An aerosol can as lifesaver
BY NORA MANTHEY
(Published in The Produktkulturmagazin issue 2 2015)
An invisible spray-on varnish that shines as soon as it captures the light – it sounds like a fun gimmick, but the latter is gaining importance as a security measure. The reflective coating was first introduced to the public as “LifePaint” and promoted by the Volvo brand’s advertising appeal. But the inventor is someone else entirely.
Earlier this spring, automobile manufacturer Volvo released a PR video, showing the dark side of riding a bike on the chaotic streets of the British capital from the riders’ perspective. They are cut off, have to brake suddenly, and tailgated. The viewer also learns that some 19,000 bike riders are involved in accidents in London every year. Cut. The next scene is shown to the sound of rhythmic beats, and the solution Volvo has come up with is presented: spray-paint that makes rider and bike shine bright every time he or she is illuminated by a headlight.
The first 20,000 aerosol cans of “LifePaint” were gone in the blink of an eye when offered for free at six selected bike stores. The campaign was thought up by the agency Grey London. But neither they nor Volvo actually invented “LifePaint”. Albedo 100 has actually been distributing the particle mix for some time now. The British company offers four similar spray-paints, including ones that can be applied to metal permanently and will not flake off after ten days without leaving a trace, which is what “LifePaint” does.
That other companies implement marketing campaigns using the Albedo 100 product is nothing new. In 2014, the reindeer breeders association in Lapland had the media effective idea to spray-paint the antlers of “Santa’s sledge-pullers” to prevent them from dying in an accident on snowy roads.
There are no exact results from the reindeer rescue mission and also in the case of bicycles it is still not clear whether reflective clothing, or in this case spray-paint, will really save lives, which is why the Volvo campaign was criticised by some. Bicycle activist Mikael Colville-Andersen from the Copenhagen Cycle Chic Blog started an online petition, calling for the carmaker to first coat its own vehicles with the luminescent paint before indirectly making cyclists responsible for their own endangerment on the road. So far, the target of 1,500 signatories has not been reached. Other bike lobbyists feel the eerie white glowing bicycles look too much like so-called “ghost bikes”, white bikes that are placed at accident sites to remind passers-by of what happened.

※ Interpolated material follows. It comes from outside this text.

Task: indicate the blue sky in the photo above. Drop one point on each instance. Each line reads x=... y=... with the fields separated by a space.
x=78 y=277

They are asking that investments be made in more promising preventive measures.
Volvo can in no way deny their heightened desire for safety. In 1940, the company invented the safety cage and one decade later, the three-point seat belt. Still, the “LifePaint” campaign was no declaration of love to bike riders, but served a different marketing purpose: the new Volvo XC90. A true street cruiser, the Chinese-owned Swedish brand equipped it with the Intelli-Safe system, which automatically recognises cyclists and pedestrians and breaks in anticipation. The system is part of Volvo’s vision to make car accidents nearly impossible through technical innovation by 2020.
PR stunt or not, the paint’s popularity is an indication that Volvo may have hit a nerve. The next batch of aerosol cans has been ordered and will, at least this time again, be distributed for free. Visibility can never hurt, as long as no one gets blinded by the light or blinds others.